Objective The purpose of this study was to inform policy regarding human papillomavirus (HPV) vaccination in North America. We measured the clinical impact of HPV-6/-11/-16/-18 vaccination in North ...American women. Study Design The study enrolled 21,954 women, the majority aged 16-25, across 5 studies of a quadrivalent HPV vaccine or its HPV-16 vaccine prototype. The North American subjects (n = 5996) were pooled from these trials, and the prevalence of HPV-6/-11/-16/-18 exposure was measured. The impact of vaccination on the burden of anogenital HPV lesions in an intention-to-treat population (regardless of enrollment HPV status) was calculated.
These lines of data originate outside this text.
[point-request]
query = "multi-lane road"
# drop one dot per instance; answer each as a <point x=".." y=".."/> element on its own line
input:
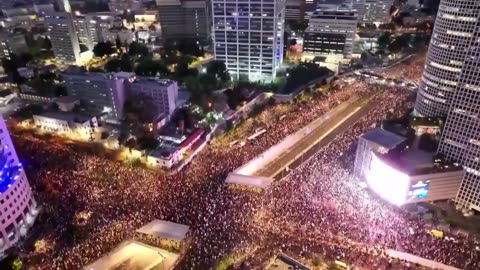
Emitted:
<point x="316" y="138"/>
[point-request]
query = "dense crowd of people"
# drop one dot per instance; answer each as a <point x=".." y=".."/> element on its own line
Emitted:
<point x="91" y="204"/>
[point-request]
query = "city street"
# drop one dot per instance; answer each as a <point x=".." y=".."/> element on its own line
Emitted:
<point x="317" y="138"/>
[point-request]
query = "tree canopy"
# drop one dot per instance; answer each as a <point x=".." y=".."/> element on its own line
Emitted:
<point x="219" y="70"/>
<point x="103" y="48"/>
<point x="149" y="67"/>
<point x="137" y="49"/>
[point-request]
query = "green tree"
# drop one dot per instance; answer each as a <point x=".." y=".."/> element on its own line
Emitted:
<point x="387" y="26"/>
<point x="126" y="63"/>
<point x="112" y="65"/>
<point x="137" y="49"/>
<point x="118" y="43"/>
<point x="149" y="67"/>
<point x="17" y="264"/>
<point x="103" y="48"/>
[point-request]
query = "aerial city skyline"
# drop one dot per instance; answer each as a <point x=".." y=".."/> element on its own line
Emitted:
<point x="239" y="134"/>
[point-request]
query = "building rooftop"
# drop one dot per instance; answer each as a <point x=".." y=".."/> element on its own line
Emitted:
<point x="163" y="82"/>
<point x="67" y="99"/>
<point x="383" y="138"/>
<point x="165" y="229"/>
<point x="67" y="116"/>
<point x="248" y="180"/>
<point x="5" y="93"/>
<point x="164" y="151"/>
<point x="135" y="255"/>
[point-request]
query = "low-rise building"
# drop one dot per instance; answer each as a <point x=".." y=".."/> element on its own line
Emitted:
<point x="64" y="123"/>
<point x="377" y="11"/>
<point x="25" y="72"/>
<point x="6" y="96"/>
<point x="400" y="172"/>
<point x="172" y="149"/>
<point x="163" y="92"/>
<point x="101" y="92"/>
<point x="63" y="36"/>
<point x="12" y="43"/>
<point x="331" y="32"/>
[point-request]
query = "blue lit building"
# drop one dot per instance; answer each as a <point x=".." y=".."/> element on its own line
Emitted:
<point x="248" y="37"/>
<point x="18" y="208"/>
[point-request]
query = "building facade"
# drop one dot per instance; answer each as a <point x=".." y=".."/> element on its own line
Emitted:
<point x="19" y="208"/>
<point x="103" y="92"/>
<point x="377" y="11"/>
<point x="12" y="43"/>
<point x="359" y="7"/>
<point x="122" y="5"/>
<point x="331" y="31"/>
<point x="452" y="44"/>
<point x="184" y="19"/>
<point x="294" y="10"/>
<point x="164" y="93"/>
<point x="64" y="123"/>
<point x="248" y="37"/>
<point x="452" y="69"/>
<point x="63" y="36"/>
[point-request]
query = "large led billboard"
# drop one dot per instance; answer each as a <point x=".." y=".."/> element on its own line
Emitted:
<point x="419" y="190"/>
<point x="388" y="182"/>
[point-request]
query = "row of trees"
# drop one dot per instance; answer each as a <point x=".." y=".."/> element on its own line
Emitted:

Results At enrollment, the median age was 20 years; 13% of the women had had a Papanicolaou test abnormality, and 76% of the women had negative tests results for all 4 vaccine HPV types. With approximately 3 years of follow-up evaluations in the intention-to-treat population (regardless of enrollment HPV status), vaccination reduced the rate of HPV-16– and -18–related precancers and HPV-6/-11/-16/-18–related genital lesions by 66.4% (95% CI, 42.7%-81.1%) and 57.7% (95% CI, 27.3%-76.3%), respectively. Conclusion The administration of HPV vaccine to sexually active North American women reduced the burden of HPV-6/-11/-16/-18–related disease. Catch-up vaccination programs in this population are warranted.